Wild Plants and Wooly Bears
I recently bought an Apple computer from some friends, used but only one year old and state-of-the-art. One of the programs that came with the unit allows the user to make a slideshow from digital images. I immediately recognized that here, was a way to make a wild plant presentation and tailor it exactly to my needs and wants.
My first task was to import all my plant photos from my other computer. Now, the meat of the project comes into place, that is, choosing which photos to use, what information to provide, adding music, dialogue, of “voiceover” and so on. While time consuming, this is the most enjoyable project I ever took on.
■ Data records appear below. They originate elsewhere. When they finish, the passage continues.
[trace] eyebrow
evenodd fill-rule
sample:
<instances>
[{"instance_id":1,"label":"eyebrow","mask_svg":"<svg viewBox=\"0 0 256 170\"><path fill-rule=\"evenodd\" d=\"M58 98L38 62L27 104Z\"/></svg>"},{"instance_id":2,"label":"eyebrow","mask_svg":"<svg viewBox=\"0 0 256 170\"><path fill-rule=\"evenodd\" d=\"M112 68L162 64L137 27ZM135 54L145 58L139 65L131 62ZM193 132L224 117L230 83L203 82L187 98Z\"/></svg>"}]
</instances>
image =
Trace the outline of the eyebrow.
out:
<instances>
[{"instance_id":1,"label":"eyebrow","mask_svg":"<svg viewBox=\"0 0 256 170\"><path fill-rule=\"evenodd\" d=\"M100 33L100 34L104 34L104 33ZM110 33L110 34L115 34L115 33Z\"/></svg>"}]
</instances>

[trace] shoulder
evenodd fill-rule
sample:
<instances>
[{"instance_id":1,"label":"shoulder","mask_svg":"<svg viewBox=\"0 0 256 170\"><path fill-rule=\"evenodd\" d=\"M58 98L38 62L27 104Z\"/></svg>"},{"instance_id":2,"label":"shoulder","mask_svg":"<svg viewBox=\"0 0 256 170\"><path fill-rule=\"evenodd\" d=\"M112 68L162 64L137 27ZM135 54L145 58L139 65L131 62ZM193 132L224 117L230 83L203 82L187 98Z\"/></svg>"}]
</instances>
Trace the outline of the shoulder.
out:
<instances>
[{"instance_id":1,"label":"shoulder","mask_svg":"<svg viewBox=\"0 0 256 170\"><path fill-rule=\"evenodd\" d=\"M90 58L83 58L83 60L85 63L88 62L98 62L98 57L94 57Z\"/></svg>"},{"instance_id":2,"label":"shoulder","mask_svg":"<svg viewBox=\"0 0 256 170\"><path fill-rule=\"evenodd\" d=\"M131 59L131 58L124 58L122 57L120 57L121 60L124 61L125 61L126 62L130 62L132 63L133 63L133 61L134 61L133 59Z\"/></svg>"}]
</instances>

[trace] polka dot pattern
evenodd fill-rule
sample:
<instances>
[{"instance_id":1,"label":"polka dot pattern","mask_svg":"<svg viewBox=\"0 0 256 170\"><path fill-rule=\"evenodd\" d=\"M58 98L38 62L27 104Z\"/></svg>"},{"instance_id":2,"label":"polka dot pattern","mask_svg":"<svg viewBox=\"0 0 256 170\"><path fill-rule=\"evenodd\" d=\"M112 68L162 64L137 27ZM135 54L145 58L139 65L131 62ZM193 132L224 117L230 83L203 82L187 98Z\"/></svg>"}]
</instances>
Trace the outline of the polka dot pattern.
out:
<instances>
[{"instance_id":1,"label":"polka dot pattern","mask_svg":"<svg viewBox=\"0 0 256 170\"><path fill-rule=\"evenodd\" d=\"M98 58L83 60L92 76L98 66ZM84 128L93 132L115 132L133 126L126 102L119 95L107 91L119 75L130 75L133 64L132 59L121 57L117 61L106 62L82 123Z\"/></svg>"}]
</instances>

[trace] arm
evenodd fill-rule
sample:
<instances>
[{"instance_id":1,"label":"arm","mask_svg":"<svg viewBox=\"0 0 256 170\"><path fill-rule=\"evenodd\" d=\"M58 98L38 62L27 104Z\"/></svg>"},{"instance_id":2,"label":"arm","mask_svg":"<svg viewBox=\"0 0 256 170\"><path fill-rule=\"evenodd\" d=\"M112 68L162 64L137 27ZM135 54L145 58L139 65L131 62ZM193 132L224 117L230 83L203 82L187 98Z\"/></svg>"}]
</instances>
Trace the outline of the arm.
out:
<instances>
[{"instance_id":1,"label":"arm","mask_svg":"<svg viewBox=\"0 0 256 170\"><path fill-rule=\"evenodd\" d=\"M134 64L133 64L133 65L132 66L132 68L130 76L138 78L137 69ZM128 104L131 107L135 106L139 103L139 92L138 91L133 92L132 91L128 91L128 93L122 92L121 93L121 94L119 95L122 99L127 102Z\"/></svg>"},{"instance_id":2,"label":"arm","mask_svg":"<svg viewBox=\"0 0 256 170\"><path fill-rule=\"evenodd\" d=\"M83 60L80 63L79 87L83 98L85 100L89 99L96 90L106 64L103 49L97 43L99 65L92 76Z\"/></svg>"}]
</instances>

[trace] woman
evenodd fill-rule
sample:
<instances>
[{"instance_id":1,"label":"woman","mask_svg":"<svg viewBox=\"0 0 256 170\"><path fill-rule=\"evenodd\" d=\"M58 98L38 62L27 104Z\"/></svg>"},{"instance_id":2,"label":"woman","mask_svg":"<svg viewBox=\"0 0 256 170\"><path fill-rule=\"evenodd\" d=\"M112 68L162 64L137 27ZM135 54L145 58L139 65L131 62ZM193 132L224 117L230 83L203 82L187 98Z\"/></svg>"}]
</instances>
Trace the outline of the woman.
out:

My “slideshow” won’t be ready for another year or so, because I have decided that I want to show the plants during different stages of their development, which means taking lots more photos. This will help people to not only locate, but identify useful, wild plants beyond a shadow of a doubt. Get to know a plant inside and out, throughout the seasons. That’s my motto. In the end, I will have a salable, useful and one-of-a-kind package.
A side benefit of this is the joy I get from seeing my favorite, wild plants up close on a 17-inch screen. Digital photography has enabled me to take close-up photos I never before dreamed possible. Color slides, the old format, were never kind to me. But digital, ahhh…that’s different. Now, I can capture such treasures as the poison-filled spines on stinging nettles, miniature details on the dandelion-like blossoms of coltsfoot and the teeny hairs on the edge of Clintonia leaves.
So let it snow and blow outside. Inside, I sit at my new computer and revel in the glory of spring, thanks to some good friends and the remarkable, new technology that makes such doings possible.